It’s about federalism, stupid!

By WND Staff

In the saddest and scariest poll I’ve ever seen: Only 51 percent of Americans would vote to ratify the U.S. Constitution if given the chance. Apparently, the document that has guaranteed people more freedom, happiness and opportunity than any other isn’t good enough for us today.

Instead, we’d prefer to tack on our own special interests. The feminists would insist upon establishing a woman’s right to suck out her unborn child’s brain through a tube. The Christians would want to constitutionally mandate prayer in schools. The potato farmers would want to guarantee that they can sell their potatoes for a dollar apiece.

If Americans were responsible for establishing a constitution today, we’d have nothing more than a conglomerate of conflicting special interests loosely bound out of fear for one another.

That’s not the America I love.

In the America I love, the power of the federal government is limited. The Supreme Court can’t arbitrarily create rights or interpret nonexistent laws. Congress can’t legislate outside the limits of the Constitution. States have real and enforceable power. The Constitution is the supreme law of the land.

But in the America I live in, special interests and power-hungry politicians have divided our precious freedoms among themselves, selling out our heritage in favor of political expediency. Hundreds of backbiting groups try to claim more and more rights for themselves, denying others their essential, fundamental rights in the process.

Where in the world did we get the idea that every child has a “right” to public education? Show me in the Constitution where it declares our “right” to public housing!

By seeking after the good things, we’ve traded the best things. They’ve stolen our freedom while we distracted ourselves with the side issues.

As much as anyone would like to claim, passing welfare reform, balancing the budget and ending partial-birth abortions aren’t the most pressing issues facing our country today. These fights are mere symptoms of a foundational cancer eating away at America’s livelihood.

The real problem is how we’ve traded our republic for a democracy. It’s how 90 percent of our federal government operates without the authority of the Constitution.

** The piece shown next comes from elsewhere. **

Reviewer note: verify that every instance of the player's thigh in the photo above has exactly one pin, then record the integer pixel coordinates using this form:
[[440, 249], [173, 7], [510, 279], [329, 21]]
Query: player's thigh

It’s how mob rule and public sentiment determine what goes on in Washington, instead of wise, God-fearing men who govern according to the nation’s best interest.

Before FDR’s presidency, the word democracy was seldom used to describe our system of government. That’s precisely because our founding fathers went out of their way to note that what’s popular isn’t necessarily what’s right. They custom-built our Constitution to avoid majority rule, but today’s poll-driven climate undermines that foundation.

Roosevelt, a president known for his blatant disregard for the Constitution almost as much as for his unconstitutional programs, epitomizes the modern Democrat. The power of the federal government is unlimited, they argue, as long as it’s helping people.

Well, woo-hoo! The government is helping people, didn’t you hear? We intend to make our country better!

It’s too bad that good intentions pave the road to hell.

Since the New Deal, the size of the federal government has inflated faster than a politician’s ego. Instead of being involved in every necessary work, the government is now involved in every good work (as well as tons of bad work). The result: Millions of American’s depend on the federal government for their basic and essential sustenance. They not only crave the government’s welfare payments, but they also subsist on new and imaginative rights the government has created, lucrative and self-seeking laws Congress has enacted and loophole-laden, pockmarked tax rules we’ve established for ourselves.

So what does the Constitution say about the environment, gay rights, abortion, health services, education, drug control, food regulation, condom distribution, animal rights and prohibition? Absolutely nothing, except that the federal government has no power to regulate those things. The states are responsible for that kind of stuff (see the 10th Amendment).

I don’t know where we got the idea that we should cede these powers to the federal government, but it’s time to go back to the Constitution. The abortionists are right on one thing: True freedom exists only when you have a choice. If you ask me who should be making those choices, the federal government or my beloved home state, I won’t have to think long.

Matthew T. Joe is a student at the University of Georgia pursuing bachelors’ degrees in Religion and Journalism and a master’s degree in Biblical Studies.